Google Home Beats Amazon Echo in Two Audio Recognition Performance Tests, But Alexa Delivers Highest Composite Score
A new study by Vocalize.ai compares the audio recognition performance of four smart speakers: Amazon Echo, Apple HomePod, Google Home and the Harman Kardon Invoke that employs Microsoft’s Cortana voice assistant. Google was the top performer in two of the three tests including for isolated word recognition and speech recognition threshold. Amazon Echo came in second in each of those categories but held the top spot for the wake word threshold.
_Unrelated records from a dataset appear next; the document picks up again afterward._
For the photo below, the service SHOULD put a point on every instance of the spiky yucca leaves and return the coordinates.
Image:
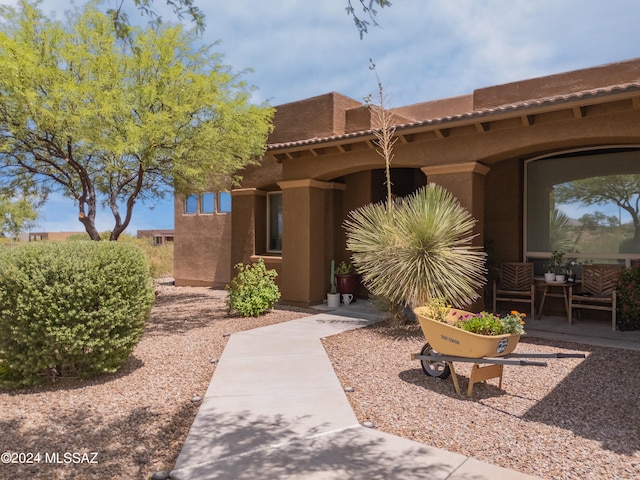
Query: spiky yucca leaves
(417, 250)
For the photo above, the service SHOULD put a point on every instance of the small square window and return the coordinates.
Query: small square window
(191, 204)
(224, 202)
(274, 222)
(207, 203)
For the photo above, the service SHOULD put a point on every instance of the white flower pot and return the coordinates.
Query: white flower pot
(333, 300)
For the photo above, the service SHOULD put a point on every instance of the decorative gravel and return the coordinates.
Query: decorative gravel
(573, 419)
(131, 424)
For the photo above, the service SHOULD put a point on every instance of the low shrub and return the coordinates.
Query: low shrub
(253, 291)
(628, 293)
(70, 308)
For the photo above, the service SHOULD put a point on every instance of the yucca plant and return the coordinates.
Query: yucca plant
(417, 248)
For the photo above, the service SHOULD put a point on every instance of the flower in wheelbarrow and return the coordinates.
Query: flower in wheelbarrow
(514, 322)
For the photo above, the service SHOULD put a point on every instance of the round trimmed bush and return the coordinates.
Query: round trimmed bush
(70, 308)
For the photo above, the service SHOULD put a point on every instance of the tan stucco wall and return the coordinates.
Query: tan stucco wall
(482, 163)
(202, 248)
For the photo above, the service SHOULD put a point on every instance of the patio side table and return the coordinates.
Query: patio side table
(564, 294)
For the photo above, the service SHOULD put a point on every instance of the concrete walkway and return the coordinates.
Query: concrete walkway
(276, 410)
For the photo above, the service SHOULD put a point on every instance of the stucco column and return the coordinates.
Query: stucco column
(466, 182)
(248, 223)
(308, 208)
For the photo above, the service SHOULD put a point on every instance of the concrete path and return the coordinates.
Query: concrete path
(276, 410)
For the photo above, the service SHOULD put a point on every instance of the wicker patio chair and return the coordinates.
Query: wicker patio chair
(597, 290)
(515, 284)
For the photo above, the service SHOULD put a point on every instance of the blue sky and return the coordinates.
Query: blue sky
(423, 50)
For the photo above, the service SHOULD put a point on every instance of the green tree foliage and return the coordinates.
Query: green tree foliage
(70, 308)
(253, 290)
(620, 190)
(111, 122)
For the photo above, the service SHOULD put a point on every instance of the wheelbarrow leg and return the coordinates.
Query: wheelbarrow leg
(478, 374)
(454, 377)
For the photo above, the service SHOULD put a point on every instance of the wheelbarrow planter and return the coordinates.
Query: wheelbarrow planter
(447, 339)
(448, 344)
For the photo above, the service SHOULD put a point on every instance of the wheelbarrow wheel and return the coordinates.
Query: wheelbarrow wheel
(431, 368)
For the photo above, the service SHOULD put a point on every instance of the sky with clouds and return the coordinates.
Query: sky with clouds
(423, 50)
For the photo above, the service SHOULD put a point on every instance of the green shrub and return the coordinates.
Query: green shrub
(70, 308)
(628, 293)
(253, 290)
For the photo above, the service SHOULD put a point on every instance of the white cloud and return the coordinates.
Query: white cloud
(424, 49)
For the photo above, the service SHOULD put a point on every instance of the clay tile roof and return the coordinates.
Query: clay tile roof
(532, 104)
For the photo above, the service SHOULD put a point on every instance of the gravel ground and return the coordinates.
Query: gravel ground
(137, 419)
(574, 419)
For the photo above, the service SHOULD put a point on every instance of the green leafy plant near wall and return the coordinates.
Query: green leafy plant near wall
(70, 309)
(253, 291)
(628, 293)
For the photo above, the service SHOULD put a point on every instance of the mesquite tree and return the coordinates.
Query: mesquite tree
(112, 122)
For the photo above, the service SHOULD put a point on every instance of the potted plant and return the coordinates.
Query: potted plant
(347, 279)
(333, 298)
(555, 267)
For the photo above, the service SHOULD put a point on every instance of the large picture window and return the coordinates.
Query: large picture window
(586, 204)
(274, 222)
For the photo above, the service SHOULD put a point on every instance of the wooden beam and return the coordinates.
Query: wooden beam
(441, 132)
(527, 120)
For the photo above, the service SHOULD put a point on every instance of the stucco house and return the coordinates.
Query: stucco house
(500, 150)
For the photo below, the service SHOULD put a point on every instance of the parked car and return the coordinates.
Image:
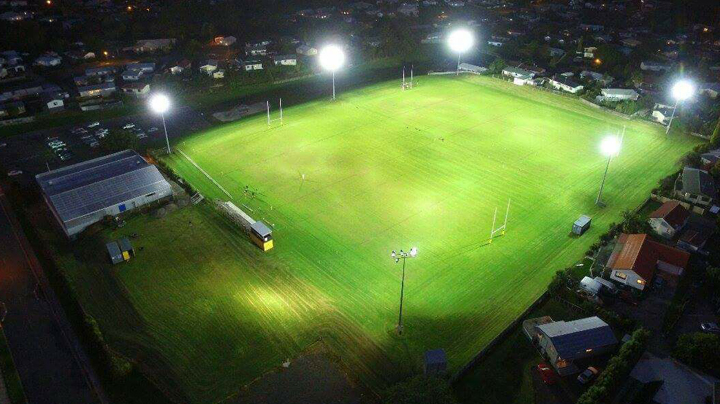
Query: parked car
(547, 374)
(587, 375)
(712, 328)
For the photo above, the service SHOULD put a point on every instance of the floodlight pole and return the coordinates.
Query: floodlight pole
(333, 85)
(598, 201)
(167, 139)
(672, 116)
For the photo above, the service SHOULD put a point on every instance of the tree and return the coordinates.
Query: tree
(497, 65)
(715, 138)
(699, 350)
(420, 390)
(118, 140)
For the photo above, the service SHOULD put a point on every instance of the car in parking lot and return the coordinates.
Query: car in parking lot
(547, 374)
(712, 328)
(586, 376)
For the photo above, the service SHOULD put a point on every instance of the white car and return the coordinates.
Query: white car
(712, 328)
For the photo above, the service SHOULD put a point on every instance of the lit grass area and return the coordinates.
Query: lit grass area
(205, 311)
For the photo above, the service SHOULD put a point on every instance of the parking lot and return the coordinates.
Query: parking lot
(24, 156)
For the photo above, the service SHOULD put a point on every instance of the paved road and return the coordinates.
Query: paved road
(52, 365)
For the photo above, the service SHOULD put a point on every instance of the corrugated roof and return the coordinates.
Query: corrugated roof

Because Google came in last place for wake word threshold, Amazon Echo wound up having the best overall score, followed by Google and Apple with Harman Kardon coming in last place if you weight each test equally.
What we see is two tiers of performance with Amazon and Google materially outperforming Apple and Harman Kardon. The study was focused on addressing two questions: “can you hear me?”; and “can you understand me?” When combined, the tests provide insight into a smart speaker plus voice assistant’s automated speech recognition (ASR) performance and natural language understanding (NLU) performance. Vocalize.ai researchers consider these results meaningful and repeatable, but also note that additional testing will provide a more refined understanding of the performance differences.
Vocalize.ai founder Joseph Murphy says that his company is applying test techniques from audiology. The report outlines the rationale by saying:
“For the initial task of assessing the hearing capabilities of virtual assistants and their associated recognizer engines, vocalize.ai is leveraging expertise from the world of audiology; the branch of science that studies hearing, balance and related disorders. Working with talented audiologists and university staff enables us to identify procedures and algorithms which can be modified for application to virtual assistants.”
The test setup involved placing each smart speaker in a position one meter from five test speakers that were connected to the Vocalize.ai test software. The test speakers were used to issue audio commands to the smart speaker in a consistent manner and were placed at 0 degrees, 45 degrees, 90 degrees, 135 degrees and 180 degrees as depicted in the diagram above.
Isolated Word Recognition Test
The first test was called Isolated Word Recognition. “Each virtual assistant was tasked with recognizing 36 spondaic words (two syllable words with equal stress on each syllable). If a word was not recognized by the virtual assistant on the first attempt, it was repeated. If either the first or second attempt was successful the result would be a pass. If both the first and second attempt were unsuccessful, the result would be a fail.”
|Company||Product||Assistant||Isolated Word Recognition|
Google Home had a perfect score in the Isolated Word Recognition Test, followed by Amazon Echo and Harman Kardon Invoke. Apple’s HomePod trailed the others with only an 80.5% success rate. Test performance was likely impacted by both the ASR and NLU capabilities of the devices.
Speech Recognition Threshold
Speech Recognition Threshold was the second test. This test measured “the sound pressure (dB SPL) at which the virtual assistant can recognize speech with at least 50% accuracy.” The test range was at one meter “between 30 and 50 dB SPL between the frequencies of 250 to 4,000 Hz.” The outer blue line in each radar plot below shows the reference performance of standard human hearing. In each case, less white space at the top of the chart means better performance. Google Home materially outperformed its competitors with Amazon Echo and HomePod ranking second and third respectively and the Harman Kardon Invoke even further behind.
The Vocalize.ai researchers pointed out that this test measures performance of the microphone arrays of the smart speakers. They also noted that Google performed well despite having fewer microphones in its array.
The Google Home device has fewer microphones than the other devices but outperformed in this particular hearing test.
Wake Word Threshold
The Wake Word Threshold test was similar to the Isolated Word Recognition test, but the spondaic words were replaced with the assigned “wake word” or “activation phrase” associated with each voice assistant. Examples of wake words are, “Alexa,” “Hey Siri,” and “OK Google.” In this instance, the best performer was Amazon Echo at 25 db SPL and the worst performer was Google Home at 32 dB SPL (N.B. lower numbers are better as the test determines which device works best with lower levels of audio volume). This test did not attempt to measure false positives, but rather the reliability of recognizing a wake word utterance a lower volumes and in turn longer distances.
Interpreting The Results
Vocalize.ai’s Mr. Murphy is confident that voice interaction with technology will become increasingly commonplace and that consumers and manufacturers will need an independent lab that verifies marketing claims about performance. Murphy commented in an interview with Voicebot:
Every emerging technology-based industry ultimately benefits from vendor-neutral performance testing. In the absence of other sources of unbiased testing, Vocalize.ai is trying to fill an important role and has the first comparative data available publicly. We look forward to this being put to the test by other labs and seeing the results of Vocalize’s next round of voice assistant and smart speaker performance testing.